Type Conversions in C#

C# is a strongly typed language, and that makes mixing data stored in variables of different data types a process that requires thought. For example, look at this code:

 
 int source = 5; long target; target = source; System.Console.WriteLine(target); 

Here, we're creating an int variable, source , and a long variable, target , and assigning the value in source to target . Although these variables are not of the same data type, no data will be lost, because this is a widening conversion , where we're moving from a smaller container ( int ) to a larger one ( long ). Because data is not lost in a widening conversion, C# has no problem making this conversion, and will do so automaticallythis is called implicit conversion.

On the other hand, look at this code, where we've switched the data types of the source and target variables:

 
  long source = 5;   int target;  target = source; System.Console.WriteLine(target); 

Now it looks to C# as if we're trying to cram a long into an int , and that implies a possible loss of data accuracy. This is a narrowing conversion , and you'll see an error message like this when you try to compile:

 
 conversion.cs(7,18): error CS0029: Cannot implicitly convert type 'long' to 'int' 

On the other hand, we happen to know that the long only contains 5 , which means you can assign it to an int without loss of accuracy, so we can use an explicit cast , (int) , to let the compiler know that we really do want to read the value in source , convert that value to an int , and assign that value to target , as you see in ch01_07.cs, in Listing 1.7.

Listing 1.7 Using an Explicit Type Case (ch01_07.cs)
 class ch01_07 {   static void Main()   {     long source = 5;     int target;  target = (int) source;  System.Console.WriteLine(target);   } } 

Now the code compiles and runs without problem. Explicit casts, which you create with ( type ) , where type is the type you're casting to, can be made between many different types in C#. Table 1.6 shows the possibilities for numeric conversions.

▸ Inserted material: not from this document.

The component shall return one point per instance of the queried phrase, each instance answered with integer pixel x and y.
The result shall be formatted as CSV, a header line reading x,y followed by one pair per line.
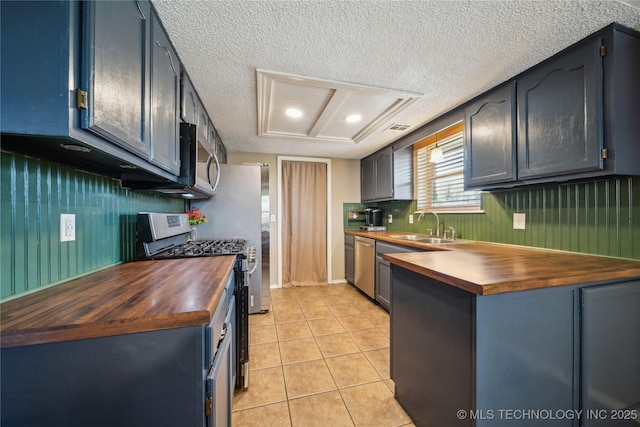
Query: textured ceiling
x,y
450,51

Table 1.6. Allowed Explicit Type Conversions for C# Numeric Types

FROM

TO

sbyte

byte , ushort , uint , ulong , or char

byte

sbyte or char

short

sbyte , byte , ushort , uint , ulong , or char

ushort

sbyte , byte , short , or char

int

sbyte , byte , short , ushort , uint , ulong , or char

uint

sbyte , byte , short , ushort , int , or char

long

sbyte , byte , short , ushort , int , uint , ulong , or char

ulong

sbyte , byte , short , ushort , int , uint , long , or char

char

sbyte , byte , or short

float

sbyte , byte , short , ushort , int , uint , long , ulong , char , or decimal

double

sbyte , byte , short , ushort , int , uint , long , ulong , char , float , or decimal

decimal

sbyte , byte , short , ushort , int , uint , long , ulong , char , float , or double

What if you're not working with a numeric type? What if you want to convert a string to a number, for example? It's clear that there's more going on here than an explicit cast can handle. In this case, C# supports a Parse method for each numeric type, enabling you to convert strings to numbers . For example, int.Parse parses strings and returns an int , float.Parse does the same for float values, and so on. You can see an example in ch01_08.cs, Listing 1.8, where we're reading in an integer as a string, parsing it, and displaying it.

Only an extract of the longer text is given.